Typhoon Santi (international codename Nari) cut across Northern Luzon on Saturday, killing at least 13 people and cutting off electricity to more than two million people before heading out to the West Philippine Sea (South China Sea).
The typhoon is expected to be out of the Philippine Area of Responsibility Sunday, but weather forecasters said a tropical depression in the Pacific Ocean has developed into a storm and may enter the country tomorrow. It will be named Tino once it is inside the PAR.
The Philippine Atmospheric, Geophysical, and Astronomical Services Administration (Pagasa) said it is not likely that the two storms will merge.
Santi, the strongest storm to hit Central Luzon in 25 years, damaged crops and infrastructure in the hardest-hit provinces of Nueva Ecija, Aurora, Zambales and Bulacan.
The typhoon, packing winds of 150 kilometers per hour, slammed into Aurora before midnight Saturday, ripping roofs off buildings, toppling trees and pylons as it cut a westward swathe through the farming regions of the main island of Luzon, officials said.
“While there were relatively few casualties, a lot of areas are still flooded,” Eduardo del Rosario, head of the National Disaster Risk Reduction and Management Council (NDRRMC) told a news conference.
Witnesses in the coastal town of Baler, near where Nari made landfall, said many large trees had been felled and clean-up crews with chainsaws were clearing the roads.
Government clerk Glenn Diwa, 34, said she and her husband spent a sleepless night as the typhoon roared through the town of Capas, Tarlac.
“It started close to midnight and lasted three hours. The wind was very strong and there was a whistling sound. After a while we heard torn roofing sheets clattering across the yard,” she told AFP.
As Santi moved inland, dumping rain, a wall of mud fell on a police barracks near the town of Magalang in Pampanga, killing an officer awaiting deployment to rescue typhoon victims, the civil defense office in the region said.
Elsewhere in Central Luzon, an old woman and four minors were crushed to death when trees crashed onto two houses and a vehicle, while the wall of a school collapsed and crushed an old man to death.
Another man was electrocuted by a loose power line while yet another died of a heart attack.
Two children and an elderly person drowned in Bulacan, which suffered widespread flooding, according to Governor Wilhelmino Alvarado.
Soldiers, police, and local government workers used military trucks to rescue residents in flooded communities across the towns of San Miguel and Minalin, also in Pampanga.
“The wind picked up very quickly, very dramatically.
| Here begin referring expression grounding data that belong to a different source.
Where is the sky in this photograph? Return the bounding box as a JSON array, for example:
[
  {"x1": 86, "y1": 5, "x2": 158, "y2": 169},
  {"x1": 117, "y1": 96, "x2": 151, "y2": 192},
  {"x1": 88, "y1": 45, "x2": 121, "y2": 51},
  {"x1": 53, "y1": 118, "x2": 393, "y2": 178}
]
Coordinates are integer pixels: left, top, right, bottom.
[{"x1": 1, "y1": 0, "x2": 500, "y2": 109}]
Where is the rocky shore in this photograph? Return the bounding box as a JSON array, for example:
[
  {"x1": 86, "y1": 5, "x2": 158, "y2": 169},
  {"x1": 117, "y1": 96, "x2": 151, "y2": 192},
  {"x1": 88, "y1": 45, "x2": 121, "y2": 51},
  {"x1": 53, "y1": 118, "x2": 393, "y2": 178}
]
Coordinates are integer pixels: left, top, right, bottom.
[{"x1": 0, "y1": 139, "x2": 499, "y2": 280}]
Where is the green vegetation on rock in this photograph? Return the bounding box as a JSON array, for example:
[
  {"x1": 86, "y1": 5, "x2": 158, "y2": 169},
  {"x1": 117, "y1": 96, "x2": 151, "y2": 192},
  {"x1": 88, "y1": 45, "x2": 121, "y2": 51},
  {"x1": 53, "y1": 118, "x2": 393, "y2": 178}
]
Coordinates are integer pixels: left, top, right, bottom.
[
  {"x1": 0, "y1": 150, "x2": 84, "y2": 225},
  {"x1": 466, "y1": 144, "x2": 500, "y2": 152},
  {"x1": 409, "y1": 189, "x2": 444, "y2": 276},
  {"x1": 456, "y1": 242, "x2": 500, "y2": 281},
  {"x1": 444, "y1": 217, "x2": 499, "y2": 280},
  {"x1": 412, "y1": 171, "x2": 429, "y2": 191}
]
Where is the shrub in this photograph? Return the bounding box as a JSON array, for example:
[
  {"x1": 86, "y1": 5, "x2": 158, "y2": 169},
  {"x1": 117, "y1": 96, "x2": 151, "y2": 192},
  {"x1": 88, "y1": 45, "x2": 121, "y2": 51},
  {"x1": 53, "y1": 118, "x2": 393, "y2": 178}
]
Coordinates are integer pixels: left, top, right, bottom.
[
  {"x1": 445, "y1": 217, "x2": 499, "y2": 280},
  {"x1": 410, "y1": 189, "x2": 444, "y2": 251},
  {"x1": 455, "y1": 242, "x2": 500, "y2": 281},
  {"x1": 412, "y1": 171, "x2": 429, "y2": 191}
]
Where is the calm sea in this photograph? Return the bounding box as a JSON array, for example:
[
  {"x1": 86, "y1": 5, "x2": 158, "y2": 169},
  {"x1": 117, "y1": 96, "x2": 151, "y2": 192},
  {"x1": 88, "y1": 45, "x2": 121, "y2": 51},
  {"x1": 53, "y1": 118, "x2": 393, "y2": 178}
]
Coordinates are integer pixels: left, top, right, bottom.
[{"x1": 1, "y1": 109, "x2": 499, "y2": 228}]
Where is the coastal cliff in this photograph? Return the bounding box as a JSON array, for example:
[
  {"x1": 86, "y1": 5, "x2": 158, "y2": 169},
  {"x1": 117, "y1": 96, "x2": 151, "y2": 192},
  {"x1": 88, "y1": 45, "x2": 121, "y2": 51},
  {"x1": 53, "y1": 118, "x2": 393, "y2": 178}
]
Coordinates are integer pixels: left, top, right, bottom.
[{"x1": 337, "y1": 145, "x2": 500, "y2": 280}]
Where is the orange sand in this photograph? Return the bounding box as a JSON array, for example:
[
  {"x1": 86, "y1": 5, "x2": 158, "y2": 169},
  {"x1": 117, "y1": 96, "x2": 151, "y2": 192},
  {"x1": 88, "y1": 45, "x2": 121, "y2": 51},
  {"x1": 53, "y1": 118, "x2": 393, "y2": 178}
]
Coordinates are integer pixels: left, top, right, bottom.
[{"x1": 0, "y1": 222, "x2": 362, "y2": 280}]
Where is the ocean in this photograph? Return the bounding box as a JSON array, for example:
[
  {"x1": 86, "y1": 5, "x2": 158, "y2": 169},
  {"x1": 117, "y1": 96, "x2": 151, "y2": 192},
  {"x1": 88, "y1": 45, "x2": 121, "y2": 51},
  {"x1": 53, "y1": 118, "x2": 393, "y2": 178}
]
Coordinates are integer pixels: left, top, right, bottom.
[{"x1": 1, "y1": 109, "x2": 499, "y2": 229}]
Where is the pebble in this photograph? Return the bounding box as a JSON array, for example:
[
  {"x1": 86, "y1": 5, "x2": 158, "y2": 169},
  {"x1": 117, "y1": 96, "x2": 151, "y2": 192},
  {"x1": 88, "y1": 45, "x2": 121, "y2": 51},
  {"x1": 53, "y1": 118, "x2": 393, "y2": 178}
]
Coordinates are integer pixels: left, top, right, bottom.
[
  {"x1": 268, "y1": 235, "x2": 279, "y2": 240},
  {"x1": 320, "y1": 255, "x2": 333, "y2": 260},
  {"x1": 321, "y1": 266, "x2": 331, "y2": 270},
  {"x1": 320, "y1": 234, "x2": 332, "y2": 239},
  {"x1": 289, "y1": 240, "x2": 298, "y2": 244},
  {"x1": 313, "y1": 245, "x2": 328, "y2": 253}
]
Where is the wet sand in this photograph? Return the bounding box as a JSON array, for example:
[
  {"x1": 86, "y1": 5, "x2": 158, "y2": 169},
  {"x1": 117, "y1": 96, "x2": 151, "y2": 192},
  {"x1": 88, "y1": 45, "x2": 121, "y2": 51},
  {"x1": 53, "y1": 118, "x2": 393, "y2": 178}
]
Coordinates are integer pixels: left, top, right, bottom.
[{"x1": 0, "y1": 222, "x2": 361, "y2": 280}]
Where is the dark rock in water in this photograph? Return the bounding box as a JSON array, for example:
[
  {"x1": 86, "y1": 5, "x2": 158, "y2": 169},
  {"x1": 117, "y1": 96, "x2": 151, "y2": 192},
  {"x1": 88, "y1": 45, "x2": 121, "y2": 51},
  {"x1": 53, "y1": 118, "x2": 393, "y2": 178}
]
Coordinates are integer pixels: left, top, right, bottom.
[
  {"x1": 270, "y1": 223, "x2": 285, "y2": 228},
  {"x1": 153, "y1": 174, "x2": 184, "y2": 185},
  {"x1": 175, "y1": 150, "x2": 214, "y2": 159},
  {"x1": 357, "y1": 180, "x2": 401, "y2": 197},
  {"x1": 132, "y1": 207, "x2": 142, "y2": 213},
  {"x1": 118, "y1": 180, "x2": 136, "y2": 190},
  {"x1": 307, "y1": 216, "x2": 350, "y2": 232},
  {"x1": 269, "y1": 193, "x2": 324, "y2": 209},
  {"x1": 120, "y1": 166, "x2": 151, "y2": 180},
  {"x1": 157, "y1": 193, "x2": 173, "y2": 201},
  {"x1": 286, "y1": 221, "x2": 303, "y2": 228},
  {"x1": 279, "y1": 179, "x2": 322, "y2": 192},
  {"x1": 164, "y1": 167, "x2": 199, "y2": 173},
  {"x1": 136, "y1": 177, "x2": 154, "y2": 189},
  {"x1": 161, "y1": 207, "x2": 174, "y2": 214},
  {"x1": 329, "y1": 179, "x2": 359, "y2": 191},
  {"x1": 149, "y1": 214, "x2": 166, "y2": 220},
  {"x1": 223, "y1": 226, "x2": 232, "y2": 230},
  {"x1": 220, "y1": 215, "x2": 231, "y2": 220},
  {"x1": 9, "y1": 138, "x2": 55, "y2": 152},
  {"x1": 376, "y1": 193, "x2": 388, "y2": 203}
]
We had the wind coming right off the ocean for four hours,” said one witness on the east coast.
The typhoon caused power interruptions in the provinces of Cagayan, Quirino, Aurora, Nueva Vizcaya and Isabela.
Nueva Ecija Gov. Aurelio Umali said motorists cannot go enter or leave the province because of toppled trees and electric posts.
Umali appealed for more heavy equipment to hasten road clearing operations.
”We are intensifying our clearing operations so that motorists can pass through. Hundreds of motorists and passengers were stranded since last night,” he said.
In the towns of San Miguel and San Ildefonso in Bulacan, residents clamber up their rooftops as floodwaters rose.
Alvarado said that although the floods have subsided, some towns were still in waist-deep floodwaters.
A farmer and a woman on separate motorbikes were nearly swept away and had to be pulled back to safety by policemen when they tried to cross a street that had turned into a raging river.
Farmer Frankie Garcia, 30 said he had been forced to butcher one of his pigs after it fell ill from exposure to the rain and wanted to cross the streaming floodwaters to take some of the pork to his relatives.
“I needed to reach the other side soon, otherwise the meat would spoil,” he said.
The typhoon blacked out 37 towns and cities across the region.
Road and utility crews were out clearing roads and restoring power, but it could take up to two days before electricity is restored and major highways are reopened to traffic, Nigel Lontoc, a disaster official for the region, said.
A total of 2.1 million people live in the areas now without electricity.
Four people were listed as missing, including a fisherman on the country’s east coast who had been sleeping in his boat that was swept out to sea.
Three fishermen—Andres Timuat, 42, Edilberto Arcilla, 55 and Jose Burac, 58—were reported missing.
About 3,000 people moved into government-run shelters amid warnings their communities could be hit by flooding and landslides, Lontoc said.
The typhoon spared Metro Manila, which had been warned on Friday about possible widespread flooding.